Reading yesterday about the 500 Graduate doctors, nurses and advanced practice nurses who will receive iPads got me to thinking whether this is is really a good idea. No doubt that iPads are the must-have device for surfing the internet whilst watching TV, training soldiers to shoot guns or babysitting toddlers, however is this the best choice of device in a hospital setting?
I suppose the answer is to determine how they will be used. In the pharmaceutical and medical industry, I can see a need for iPad (or other tablet) – useful for demonstrating and engaging on an exhibition booth, or apps for educating physicians and medical reference (which I understand will be partly what the device will be used for here).
What I am not so sure about is using the iPad during interactions with patients. Are you able to sterilise an iPad? What about the security element? iPads are sexy – are they not likely to be stolen in high quantities?

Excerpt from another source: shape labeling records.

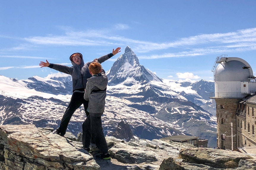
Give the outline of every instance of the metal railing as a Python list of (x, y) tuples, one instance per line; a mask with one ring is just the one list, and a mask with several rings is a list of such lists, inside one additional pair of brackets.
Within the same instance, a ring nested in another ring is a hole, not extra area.
[(244, 98), (248, 94), (238, 93), (210, 93), (210, 98)]

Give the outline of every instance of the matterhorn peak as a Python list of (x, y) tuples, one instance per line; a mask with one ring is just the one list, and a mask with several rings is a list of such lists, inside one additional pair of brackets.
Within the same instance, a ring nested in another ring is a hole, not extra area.
[(128, 53), (131, 52), (133, 53), (133, 51), (132, 51), (132, 49), (131, 49), (130, 47), (127, 46), (126, 47), (126, 48), (125, 48), (125, 49), (124, 50), (124, 53)]
[(127, 79), (139, 82), (162, 81), (153, 73), (140, 65), (139, 59), (129, 46), (114, 63), (108, 75), (110, 84), (119, 84)]

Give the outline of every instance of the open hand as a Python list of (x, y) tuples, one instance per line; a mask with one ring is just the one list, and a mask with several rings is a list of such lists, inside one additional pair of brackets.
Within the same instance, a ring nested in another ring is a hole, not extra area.
[(46, 62), (45, 62), (44, 61), (40, 61), (40, 63), (39, 63), (39, 66), (41, 66), (40, 67), (48, 67), (50, 65), (50, 64), (46, 60)]
[[(113, 48), (113, 51), (112, 52), (112, 54), (113, 55), (115, 55), (119, 52), (121, 51), (120, 50), (121, 49), (121, 47), (117, 47), (116, 49), (114, 50), (114, 48)], [(119, 51), (120, 50), (120, 51)]]

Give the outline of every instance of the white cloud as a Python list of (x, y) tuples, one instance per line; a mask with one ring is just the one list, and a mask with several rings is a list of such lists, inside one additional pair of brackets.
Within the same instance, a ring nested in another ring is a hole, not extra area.
[(127, 24), (117, 24), (115, 25), (115, 27), (117, 30), (126, 30), (129, 28), (129, 26)]
[(194, 83), (196, 82), (196, 80), (192, 80), (190, 79), (186, 79), (184, 80), (182, 80), (180, 79), (178, 81), (179, 82), (189, 82), (191, 83)]
[(10, 69), (12, 69), (14, 68), (14, 67), (0, 67), (0, 70), (7, 70)]
[[(61, 28), (65, 31), (63, 35), (49, 35), (26, 37), (23, 40), (32, 45), (113, 46), (117, 44), (118, 46), (129, 44), (130, 46), (134, 47), (133, 50), (137, 53), (174, 48), (177, 51), (163, 54), (158, 52), (160, 54), (142, 56), (138, 57), (140, 59), (186, 57), (256, 50), (256, 27), (231, 32), (196, 35), (181, 38), (172, 42), (159, 43), (133, 39), (115, 34), (115, 30), (117, 29), (124, 30), (129, 27), (128, 25), (123, 24), (115, 25), (114, 29), (104, 28), (82, 31), (74, 31), (70, 27), (68, 29), (62, 27)], [(21, 46), (19, 48), (21, 49), (25, 47)]]
[(45, 59), (45, 57), (34, 57), (33, 56), (0, 56), (0, 57), (5, 57), (10, 58), (21, 58), (27, 59)]
[(177, 73), (176, 75), (180, 78), (182, 79), (198, 79), (200, 78), (200, 77), (197, 75), (194, 75), (192, 73), (186, 72), (183, 73)]
[(45, 78), (50, 79), (54, 77), (67, 77), (69, 76), (70, 76), (70, 75), (68, 74), (61, 72), (57, 72), (57, 73), (52, 73), (48, 75), (46, 77), (45, 77)]

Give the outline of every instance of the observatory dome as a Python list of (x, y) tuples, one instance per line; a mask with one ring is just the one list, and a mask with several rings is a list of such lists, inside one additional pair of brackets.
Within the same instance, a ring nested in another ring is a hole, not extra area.
[(219, 64), (215, 72), (215, 81), (248, 81), (251, 77), (249, 69), (244, 67), (246, 65), (241, 61), (238, 60), (228, 61)]

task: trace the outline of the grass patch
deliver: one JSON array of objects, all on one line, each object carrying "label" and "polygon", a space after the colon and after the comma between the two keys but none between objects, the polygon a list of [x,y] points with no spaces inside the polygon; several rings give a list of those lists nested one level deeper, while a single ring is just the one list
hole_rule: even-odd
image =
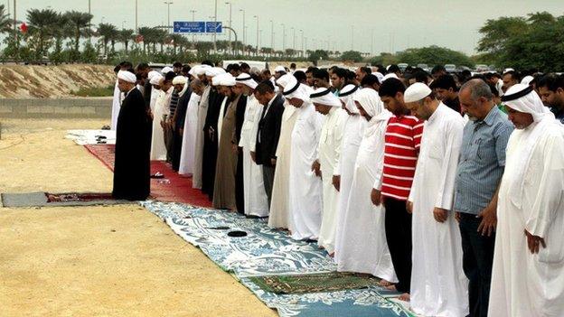
[{"label": "grass patch", "polygon": [[83,88],[79,90],[73,90],[70,94],[78,97],[112,97],[114,96],[114,85],[108,87]]}]

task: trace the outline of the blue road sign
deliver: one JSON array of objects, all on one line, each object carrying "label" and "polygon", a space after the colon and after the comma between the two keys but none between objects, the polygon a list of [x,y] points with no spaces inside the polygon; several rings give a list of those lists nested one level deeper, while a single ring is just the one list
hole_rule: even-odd
[{"label": "blue road sign", "polygon": [[204,33],[206,32],[205,22],[174,21],[173,25],[175,33]]},{"label": "blue road sign", "polygon": [[206,22],[207,33],[221,33],[222,31],[221,22]]}]

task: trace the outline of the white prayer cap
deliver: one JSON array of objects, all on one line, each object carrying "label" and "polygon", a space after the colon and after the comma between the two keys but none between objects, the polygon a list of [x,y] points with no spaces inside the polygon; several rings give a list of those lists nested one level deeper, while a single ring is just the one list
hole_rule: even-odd
[{"label": "white prayer cap", "polygon": [[390,74],[386,74],[386,76],[382,77],[382,79],[380,81],[380,83],[382,83],[384,80],[386,79],[400,79],[400,78],[398,78],[398,75],[396,75],[393,72],[390,72]]},{"label": "white prayer cap", "polygon": [[532,87],[525,84],[515,84],[510,87],[502,101],[512,109],[532,115],[535,122],[539,122],[545,115],[551,114]]},{"label": "white prayer cap", "polygon": [[523,79],[521,80],[521,83],[529,85],[531,84],[531,81],[532,81],[532,79],[534,79],[534,77],[528,75],[528,76],[523,77]]},{"label": "white prayer cap", "polygon": [[162,79],[163,75],[157,73],[156,75],[153,76],[149,82],[151,83],[151,85],[158,85],[161,82]]},{"label": "white prayer cap", "polygon": [[221,67],[209,67],[205,70],[205,74],[208,77],[215,77],[217,75],[225,74],[225,70]]},{"label": "white prayer cap", "polygon": [[137,77],[131,71],[127,70],[119,70],[118,72],[118,78],[121,80],[125,80],[127,82],[131,82],[134,84],[137,81]]},{"label": "white prayer cap", "polygon": [[360,89],[353,98],[358,101],[370,117],[376,117],[384,110],[384,104],[381,102],[378,92],[374,89]]},{"label": "white prayer cap", "polygon": [[[381,83],[382,81],[384,81],[384,75],[382,75],[382,73],[381,73],[381,72],[380,72],[380,71],[374,71],[372,74],[378,78],[378,81],[380,81],[380,83]],[[394,74],[394,75],[395,75],[395,74]]]},{"label": "white prayer cap", "polygon": [[237,82],[247,85],[249,87],[250,87],[251,89],[254,89],[257,88],[257,86],[258,84],[257,84],[257,82],[255,81],[255,79],[253,79],[250,75],[249,75],[246,72],[241,72],[240,74],[239,74],[239,76],[237,76],[237,78],[235,79],[235,80],[237,80]]},{"label": "white prayer cap", "polygon": [[169,73],[169,72],[171,72],[171,71],[173,71],[173,69],[172,69],[171,67],[168,67],[168,66],[164,66],[164,67],[163,68],[163,70],[161,70],[161,73],[162,73],[163,75],[166,75],[166,74],[168,74],[168,73]]},{"label": "white prayer cap", "polygon": [[403,93],[403,101],[405,103],[419,101],[430,95],[431,92],[432,90],[428,88],[428,86],[422,82],[416,82],[408,87],[406,91]]},{"label": "white prayer cap", "polygon": [[149,73],[147,74],[147,79],[149,79],[149,81],[151,81],[151,79],[153,79],[153,77],[156,76],[156,75],[160,75],[158,71],[156,70],[151,70],[149,71]]},{"label": "white prayer cap", "polygon": [[185,85],[188,82],[188,79],[183,76],[176,76],[173,79],[173,85]]},{"label": "white prayer cap", "polygon": [[341,100],[326,88],[318,88],[309,95],[311,101],[316,104],[331,107],[341,107]]},{"label": "white prayer cap", "polygon": [[339,99],[341,99],[344,103],[344,107],[353,114],[358,114],[358,108],[356,105],[354,105],[354,95],[359,91],[358,86],[355,85],[346,85],[345,87],[339,91]]}]

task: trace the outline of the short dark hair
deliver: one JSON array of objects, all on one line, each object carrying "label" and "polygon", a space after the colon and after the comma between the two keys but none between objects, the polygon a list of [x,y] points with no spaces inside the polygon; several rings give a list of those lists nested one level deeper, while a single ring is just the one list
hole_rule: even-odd
[{"label": "short dark hair", "polygon": [[325,79],[329,82],[329,72],[325,70],[317,70],[314,71],[314,78],[319,79]]},{"label": "short dark hair", "polygon": [[453,90],[456,90],[456,81],[455,80],[455,78],[452,75],[449,74],[446,74],[446,75],[441,75],[439,78],[437,78],[437,79],[433,80],[433,82],[431,82],[431,86],[430,86],[431,89],[453,89]]},{"label": "short dark hair", "polygon": [[378,95],[380,97],[396,97],[397,93],[404,93],[405,92],[405,85],[403,82],[398,79],[390,78],[384,80],[381,85],[380,85],[380,89],[378,90]]},{"label": "short dark hair", "polygon": [[361,86],[373,86],[374,84],[380,85],[380,80],[378,80],[378,77],[374,74],[368,74],[364,76],[362,80],[361,80]]},{"label": "short dark hair", "polygon": [[267,79],[261,81],[257,88],[255,89],[255,93],[259,95],[265,95],[267,93],[274,93],[274,85],[272,85],[272,81]]},{"label": "short dark hair", "polygon": [[537,82],[537,87],[546,87],[550,91],[556,91],[559,88],[564,89],[564,77],[557,74],[544,75]]},{"label": "short dark hair", "polygon": [[296,79],[299,82],[304,82],[307,79],[307,76],[306,76],[306,73],[303,72],[302,70],[294,71],[294,77],[296,77]]}]

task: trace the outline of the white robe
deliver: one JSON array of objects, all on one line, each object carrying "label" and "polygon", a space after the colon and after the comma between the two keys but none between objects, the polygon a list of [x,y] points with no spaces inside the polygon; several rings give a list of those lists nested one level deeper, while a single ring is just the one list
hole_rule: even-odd
[{"label": "white robe", "polygon": [[[489,316],[564,315],[564,136],[557,123],[541,131],[530,163],[523,164],[535,125],[515,129],[507,145]],[[522,166],[526,166],[524,175],[519,177],[515,171]],[[525,229],[543,238],[547,247],[531,254]]]},{"label": "white robe", "polygon": [[[312,171],[324,116],[305,101],[296,108],[289,169],[289,229],[295,239],[317,239],[323,210],[321,178]],[[274,202],[273,202],[274,204]]]},{"label": "white robe", "polygon": [[348,116],[344,124],[344,134],[343,135],[343,145],[341,145],[341,159],[336,168],[335,175],[341,176],[341,199],[339,200],[339,210],[337,211],[337,231],[335,236],[335,263],[339,263],[341,256],[338,256],[340,249],[345,241],[343,238],[344,228],[344,213],[346,212],[351,195],[351,187],[354,176],[354,165],[358,155],[359,146],[364,134],[366,119],[356,114]]},{"label": "white robe", "polygon": [[277,165],[272,184],[272,201],[268,215],[268,227],[288,228],[290,223],[289,175],[292,154],[292,131],[297,118],[297,111],[287,101],[284,103],[280,137],[277,147]]},{"label": "white robe", "polygon": [[164,146],[164,130],[161,126],[164,115],[170,113],[170,100],[173,96],[174,87],[168,91],[159,90],[155,111],[153,111],[153,135],[151,136],[151,160],[166,161],[166,146]]},{"label": "white robe", "polygon": [[196,127],[196,145],[194,148],[194,166],[192,174],[192,187],[202,189],[202,161],[203,159],[203,126],[208,115],[208,105],[210,102],[210,89],[208,85],[203,89],[200,104],[198,105],[198,126]]},{"label": "white robe", "polygon": [[124,99],[124,94],[119,90],[118,87],[118,79],[116,79],[116,87],[114,88],[114,98],[112,99],[112,117],[110,129],[116,130],[118,127],[118,117],[119,116],[119,109],[121,109],[121,102]]},{"label": "white robe", "polygon": [[329,254],[334,252],[337,210],[341,198],[340,192],[333,185],[333,176],[339,174],[335,172],[341,159],[341,145],[347,117],[348,114],[340,107],[334,107],[329,110],[321,129],[317,150],[323,182],[323,213],[317,244]]},{"label": "white robe", "polygon": [[258,217],[268,216],[268,198],[264,187],[262,165],[258,165],[250,157],[250,152],[255,150],[262,110],[262,106],[253,95],[247,98],[245,119],[239,141],[239,146],[243,148],[245,214]]},{"label": "white robe", "polygon": [[183,132],[183,145],[180,154],[180,166],[178,173],[190,176],[193,172],[196,135],[198,129],[198,104],[200,96],[193,92],[186,108],[186,117],[184,119],[184,129]]},{"label": "white robe", "polygon": [[[411,309],[425,316],[468,313],[468,280],[462,269],[462,240],[451,212],[464,119],[440,103],[425,122],[409,201],[413,202]],[[448,211],[443,223],[433,210]]]},{"label": "white robe", "polygon": [[398,277],[386,241],[384,206],[376,206],[371,200],[372,185],[382,177],[384,135],[390,116],[383,111],[372,117],[373,133],[363,135],[361,142],[351,193],[342,218],[343,246],[335,252],[335,257],[338,271],[371,274],[396,283]]}]

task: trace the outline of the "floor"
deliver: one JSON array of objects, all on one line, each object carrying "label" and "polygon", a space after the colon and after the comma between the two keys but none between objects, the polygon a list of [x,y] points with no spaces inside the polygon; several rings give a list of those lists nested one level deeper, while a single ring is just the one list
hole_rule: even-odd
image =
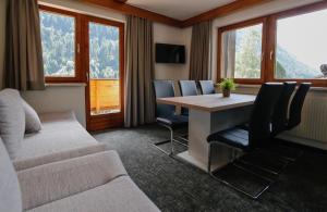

Ok, So I know that this is not the first time that the idea of using iPads in a hospital setting has been tried, but why iPad over other solutions? There are a number of (primarily windows-based) tablet PCs that are marketed to the hospital community, and after thinking about this for a while, I can only think that the low pricepoint compared with other tablet PCs ($400 vs $2000) combats the high desirability profile of the device (and the high likelihood of it being stolen) – you could replace it 4-times over – and add that to the networked nature of the system they likely have in place (all data held on hospital server, no no patient data on the device itself).
Turns out that an iPad, or maybe in the future an Android-based tablet device in the hospital setting may not be such a bad idea after all…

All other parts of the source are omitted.